One additional finding: The same test "plainLogin.spec.ts" works when it is run the first time -> 1st time test succeeds When the same test is run again the second time, it will fail with -> 2nd time test fails with ERR_CONNECTION_RESET

Here is the part of azure-pipelines.yml where the first test run succeeds and the second one will fail

      # Succeeds
    - task: CmdLine@2
      displayName: 'Run the tests 1 and set environment variable CI=true'
      inputs:
        script: 'set CI=true && set DEBUG=pw:api && npx playwright test ./login/plainLogin.spec.ts'

    - publish: $(System.DefaultWorkingDirectory)/state.json
      displayName: 'Publish cached login data as state.json artifact'
      artifact: state-json
      condition: succeededOrFailed()

      # Fails
    - task: CmdLine@2
      displayName: 'Run the tests again and set environment variable CI=true'
      inputs:
        script: 'set CI=true && set DEBUG=pw:api && npx playwright test ./login/plainLogin.spec.ts'
Wilhop commented 2 years ago

I tested the same workflows in the same URL with Cypress, and I didn't face any network issues there. Is there something in the way Playwright communicates that we could investigate?

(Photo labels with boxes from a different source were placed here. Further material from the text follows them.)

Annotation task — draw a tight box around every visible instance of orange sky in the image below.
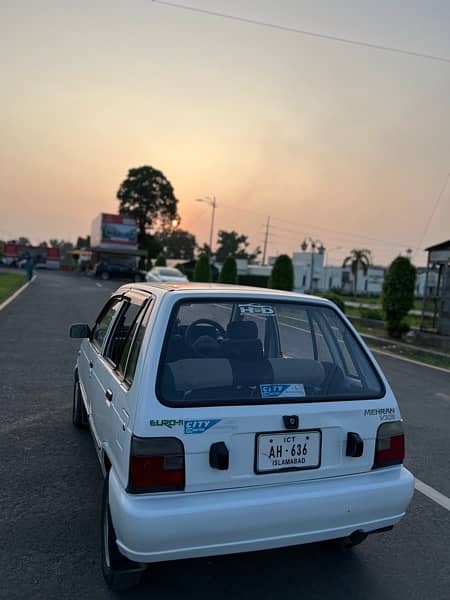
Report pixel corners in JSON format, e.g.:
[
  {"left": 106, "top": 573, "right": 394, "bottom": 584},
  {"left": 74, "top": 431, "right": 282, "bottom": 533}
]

Wilhop commented 2 years ago

We managed to get rid of the error messages by moving the test environment to Azure. I'm unsure of the real reason for the errors, because the same address worked with other test automation frameworks. Eg. same tests with Cypress worked just fine.

I'm guessing the errors come from a combination of Playwright + Server side firewall configuration. We're still checking if we can find out from the server's side what is the root cause of this.

marclilja commented 1 year ago

I have had the exact same issues in Azure Pipelines with both Playwright and Cypress for a long time when running tests against our test environment (production working fine). Both hosted on Azure Container Apps. We eventually saw the same issues locally when accessing the site through VPN. In front of the servers we use Azure Front Door with caching enabled and a WAF. We concluded that the WAF was not the problem and eventually got our tests working by bypassing the cache. We do not yet understand why the cache is a problem though, it does work with the cache in the production environment.